FLSA Joint Employer Analysis

Under the FLSA, separate companies may become joint employers of an employee if both companies exercise control over the same employee. For example, say two companies benefit from an individual’s work but only one company designates the individual as their employee. To determine whether the two companies are the individual’s joint employer, the DOL would consider whether the second company exercises significant control over the employee’s work, including whether the second company:

  • hires or fires the employee;
  • supervises and controls the employee’s work schedule or conditions of employment to a substantial degree;
  • determines the employee’s rate and method of payment; and
  • maintains the employee’s employment records.

Employers with 500 or more employees under the above FLSA joint employer analysis are not subject to either the FFCRA’s paid sick leave or paid FMLA leave provisions.

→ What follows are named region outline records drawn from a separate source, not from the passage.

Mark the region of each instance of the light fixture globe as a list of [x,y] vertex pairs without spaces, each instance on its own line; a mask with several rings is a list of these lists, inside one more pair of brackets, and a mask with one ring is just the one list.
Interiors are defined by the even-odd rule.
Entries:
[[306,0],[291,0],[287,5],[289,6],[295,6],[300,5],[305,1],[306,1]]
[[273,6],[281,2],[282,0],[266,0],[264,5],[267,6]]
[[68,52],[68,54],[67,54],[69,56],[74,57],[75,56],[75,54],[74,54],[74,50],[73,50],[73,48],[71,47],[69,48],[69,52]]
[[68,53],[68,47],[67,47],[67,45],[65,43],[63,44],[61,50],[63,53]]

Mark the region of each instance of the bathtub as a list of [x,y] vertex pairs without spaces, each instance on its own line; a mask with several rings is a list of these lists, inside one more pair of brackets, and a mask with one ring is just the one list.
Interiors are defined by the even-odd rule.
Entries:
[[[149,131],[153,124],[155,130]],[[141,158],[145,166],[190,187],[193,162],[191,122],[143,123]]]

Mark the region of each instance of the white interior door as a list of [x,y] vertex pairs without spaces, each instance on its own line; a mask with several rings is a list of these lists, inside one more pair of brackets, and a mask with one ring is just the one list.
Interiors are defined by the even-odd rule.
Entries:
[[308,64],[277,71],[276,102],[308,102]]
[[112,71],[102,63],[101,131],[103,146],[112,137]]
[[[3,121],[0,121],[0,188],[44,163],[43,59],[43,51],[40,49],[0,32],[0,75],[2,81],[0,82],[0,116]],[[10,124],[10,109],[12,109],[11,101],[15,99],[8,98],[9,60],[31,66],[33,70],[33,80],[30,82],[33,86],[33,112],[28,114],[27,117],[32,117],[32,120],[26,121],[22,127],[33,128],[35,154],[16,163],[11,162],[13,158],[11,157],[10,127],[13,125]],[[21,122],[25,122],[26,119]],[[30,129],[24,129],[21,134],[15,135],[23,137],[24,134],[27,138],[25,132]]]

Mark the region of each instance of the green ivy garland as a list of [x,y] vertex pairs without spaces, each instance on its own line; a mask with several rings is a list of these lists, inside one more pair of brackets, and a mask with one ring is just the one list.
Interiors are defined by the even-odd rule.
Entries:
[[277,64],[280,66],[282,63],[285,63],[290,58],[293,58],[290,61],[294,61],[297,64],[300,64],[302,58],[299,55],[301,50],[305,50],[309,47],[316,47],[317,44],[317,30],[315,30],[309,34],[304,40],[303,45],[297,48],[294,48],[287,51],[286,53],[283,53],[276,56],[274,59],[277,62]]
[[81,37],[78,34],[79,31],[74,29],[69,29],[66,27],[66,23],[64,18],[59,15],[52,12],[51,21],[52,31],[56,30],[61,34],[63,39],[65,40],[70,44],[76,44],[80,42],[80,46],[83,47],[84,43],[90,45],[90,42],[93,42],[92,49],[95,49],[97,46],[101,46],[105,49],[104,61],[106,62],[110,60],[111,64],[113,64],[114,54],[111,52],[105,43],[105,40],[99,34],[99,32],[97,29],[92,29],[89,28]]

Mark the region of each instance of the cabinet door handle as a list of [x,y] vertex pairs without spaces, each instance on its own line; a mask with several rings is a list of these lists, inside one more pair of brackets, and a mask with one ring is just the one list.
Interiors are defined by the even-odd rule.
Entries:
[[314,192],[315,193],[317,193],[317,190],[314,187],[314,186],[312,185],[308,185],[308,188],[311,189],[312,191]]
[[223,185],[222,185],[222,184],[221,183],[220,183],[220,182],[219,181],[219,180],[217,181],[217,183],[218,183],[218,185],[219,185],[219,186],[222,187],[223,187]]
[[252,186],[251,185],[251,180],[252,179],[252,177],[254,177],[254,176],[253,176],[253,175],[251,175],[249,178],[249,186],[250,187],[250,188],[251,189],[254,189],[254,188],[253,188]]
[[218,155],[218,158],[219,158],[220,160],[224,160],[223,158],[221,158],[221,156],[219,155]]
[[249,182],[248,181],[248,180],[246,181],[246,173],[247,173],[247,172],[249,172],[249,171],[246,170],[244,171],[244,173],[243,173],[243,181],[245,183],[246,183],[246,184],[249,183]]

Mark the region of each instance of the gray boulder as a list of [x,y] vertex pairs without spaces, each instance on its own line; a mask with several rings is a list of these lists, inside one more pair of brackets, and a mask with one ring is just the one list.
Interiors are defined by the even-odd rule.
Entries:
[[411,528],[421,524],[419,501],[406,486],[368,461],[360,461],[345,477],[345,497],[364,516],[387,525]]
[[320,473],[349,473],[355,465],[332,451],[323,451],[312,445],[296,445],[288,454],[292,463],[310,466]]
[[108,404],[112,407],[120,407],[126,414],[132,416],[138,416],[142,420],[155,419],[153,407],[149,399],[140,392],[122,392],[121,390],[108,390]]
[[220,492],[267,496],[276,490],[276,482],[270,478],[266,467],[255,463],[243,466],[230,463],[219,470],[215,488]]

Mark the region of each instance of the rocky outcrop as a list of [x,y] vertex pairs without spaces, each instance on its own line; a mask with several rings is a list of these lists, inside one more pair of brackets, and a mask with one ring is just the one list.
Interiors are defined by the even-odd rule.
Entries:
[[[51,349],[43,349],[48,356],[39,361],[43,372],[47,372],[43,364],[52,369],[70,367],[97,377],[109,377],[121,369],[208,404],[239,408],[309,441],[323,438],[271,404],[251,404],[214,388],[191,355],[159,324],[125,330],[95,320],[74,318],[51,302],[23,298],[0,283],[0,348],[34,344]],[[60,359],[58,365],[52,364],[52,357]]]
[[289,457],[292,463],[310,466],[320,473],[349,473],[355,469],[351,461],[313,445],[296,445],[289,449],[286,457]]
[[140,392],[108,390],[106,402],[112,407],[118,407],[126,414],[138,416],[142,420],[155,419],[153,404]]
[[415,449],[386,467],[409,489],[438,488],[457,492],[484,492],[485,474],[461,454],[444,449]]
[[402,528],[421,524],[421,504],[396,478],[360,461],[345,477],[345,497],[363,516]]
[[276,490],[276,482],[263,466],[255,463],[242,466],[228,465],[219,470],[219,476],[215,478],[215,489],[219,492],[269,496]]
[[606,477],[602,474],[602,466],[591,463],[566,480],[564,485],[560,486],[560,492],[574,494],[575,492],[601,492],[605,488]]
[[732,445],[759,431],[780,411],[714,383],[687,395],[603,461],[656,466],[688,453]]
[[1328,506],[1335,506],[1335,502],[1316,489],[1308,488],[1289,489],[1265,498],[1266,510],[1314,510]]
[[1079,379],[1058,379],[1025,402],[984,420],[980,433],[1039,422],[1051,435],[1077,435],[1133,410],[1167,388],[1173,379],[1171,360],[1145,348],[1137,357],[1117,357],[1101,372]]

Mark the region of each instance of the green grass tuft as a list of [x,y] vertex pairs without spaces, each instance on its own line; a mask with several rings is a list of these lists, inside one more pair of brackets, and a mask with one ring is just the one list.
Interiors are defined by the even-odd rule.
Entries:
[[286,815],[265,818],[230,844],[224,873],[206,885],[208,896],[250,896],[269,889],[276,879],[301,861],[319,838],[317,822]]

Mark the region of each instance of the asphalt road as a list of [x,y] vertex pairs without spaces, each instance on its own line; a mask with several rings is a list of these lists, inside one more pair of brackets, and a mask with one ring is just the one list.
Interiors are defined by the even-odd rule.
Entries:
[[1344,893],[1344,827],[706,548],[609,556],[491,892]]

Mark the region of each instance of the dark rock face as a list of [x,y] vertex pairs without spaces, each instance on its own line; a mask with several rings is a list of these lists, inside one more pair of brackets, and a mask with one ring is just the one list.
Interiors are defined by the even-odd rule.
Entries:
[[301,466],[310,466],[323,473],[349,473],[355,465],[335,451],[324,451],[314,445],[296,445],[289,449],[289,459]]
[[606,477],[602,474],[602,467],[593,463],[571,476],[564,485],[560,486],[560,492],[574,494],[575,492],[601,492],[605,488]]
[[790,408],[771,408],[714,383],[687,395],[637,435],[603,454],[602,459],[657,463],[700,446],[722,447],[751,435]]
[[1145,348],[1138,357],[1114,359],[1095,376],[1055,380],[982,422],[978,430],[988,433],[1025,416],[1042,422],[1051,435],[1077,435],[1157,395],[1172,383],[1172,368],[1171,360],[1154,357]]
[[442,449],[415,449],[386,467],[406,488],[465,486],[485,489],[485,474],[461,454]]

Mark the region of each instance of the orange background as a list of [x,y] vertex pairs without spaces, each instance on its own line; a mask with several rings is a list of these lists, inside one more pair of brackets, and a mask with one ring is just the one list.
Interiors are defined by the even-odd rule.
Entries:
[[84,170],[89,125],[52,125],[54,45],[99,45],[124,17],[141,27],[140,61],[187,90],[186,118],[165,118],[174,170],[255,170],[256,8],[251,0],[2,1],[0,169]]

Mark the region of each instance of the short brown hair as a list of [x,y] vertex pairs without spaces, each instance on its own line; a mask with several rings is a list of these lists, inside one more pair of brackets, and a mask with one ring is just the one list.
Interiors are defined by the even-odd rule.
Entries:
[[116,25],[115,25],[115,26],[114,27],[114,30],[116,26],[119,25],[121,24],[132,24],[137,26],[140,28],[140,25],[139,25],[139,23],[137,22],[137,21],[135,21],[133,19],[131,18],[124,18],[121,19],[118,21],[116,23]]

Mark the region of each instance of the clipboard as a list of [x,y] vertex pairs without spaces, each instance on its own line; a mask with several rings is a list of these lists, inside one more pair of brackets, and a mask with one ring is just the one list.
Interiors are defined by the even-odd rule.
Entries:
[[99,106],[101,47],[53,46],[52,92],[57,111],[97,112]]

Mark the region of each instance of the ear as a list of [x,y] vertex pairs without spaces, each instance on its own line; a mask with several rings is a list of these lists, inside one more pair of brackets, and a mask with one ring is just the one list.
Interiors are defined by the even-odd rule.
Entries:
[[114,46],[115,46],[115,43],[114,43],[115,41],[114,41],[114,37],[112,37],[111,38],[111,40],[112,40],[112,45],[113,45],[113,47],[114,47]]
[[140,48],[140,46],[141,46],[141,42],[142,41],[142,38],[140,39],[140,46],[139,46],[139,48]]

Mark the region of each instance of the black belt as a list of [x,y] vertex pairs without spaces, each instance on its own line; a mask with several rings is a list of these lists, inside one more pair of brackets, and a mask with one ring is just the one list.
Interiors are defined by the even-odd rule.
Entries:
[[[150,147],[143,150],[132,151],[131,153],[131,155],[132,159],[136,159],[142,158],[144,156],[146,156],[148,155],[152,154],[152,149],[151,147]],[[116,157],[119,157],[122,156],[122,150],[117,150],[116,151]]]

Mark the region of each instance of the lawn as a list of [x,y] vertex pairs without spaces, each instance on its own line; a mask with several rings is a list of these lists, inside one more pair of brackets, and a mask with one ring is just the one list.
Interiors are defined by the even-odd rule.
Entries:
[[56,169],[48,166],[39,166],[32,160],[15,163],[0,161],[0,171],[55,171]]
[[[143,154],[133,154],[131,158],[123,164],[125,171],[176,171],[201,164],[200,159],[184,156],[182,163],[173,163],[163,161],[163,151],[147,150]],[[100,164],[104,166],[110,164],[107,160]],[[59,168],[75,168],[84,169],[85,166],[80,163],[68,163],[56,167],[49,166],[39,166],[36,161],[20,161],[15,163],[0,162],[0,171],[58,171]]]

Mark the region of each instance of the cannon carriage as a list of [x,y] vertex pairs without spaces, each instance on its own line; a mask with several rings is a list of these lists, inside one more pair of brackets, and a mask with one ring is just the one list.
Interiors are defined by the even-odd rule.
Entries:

FMLA Integrated Employer Test

Under the FMLA, separate companies may be considered to be part of a single employer if they are an “integrated employer,” determined by considering the following factors:

  • The companies share common management;
  • The companies’ operations are interrelated;
  • The companies share control of labor relations; and
  • The companies share common ownership and/or financial control

Employers with 500 or more employees under the FMLA’s integrated employer test are not subject to the FFCRA’s paid FMLA leave provision – but, unless they have 500 or more employees under the FLSA’s joint employer analysis, may still be subject to the paid sick leave provision.

Each of the above tests are complicated, and the FFCRA remains subject to pending DOL guidance and regulations. As a result, any employers with questions or concerns regarding their joint employer or integrated employer status – or anything else relating to the FFCRA – should consult with counsel.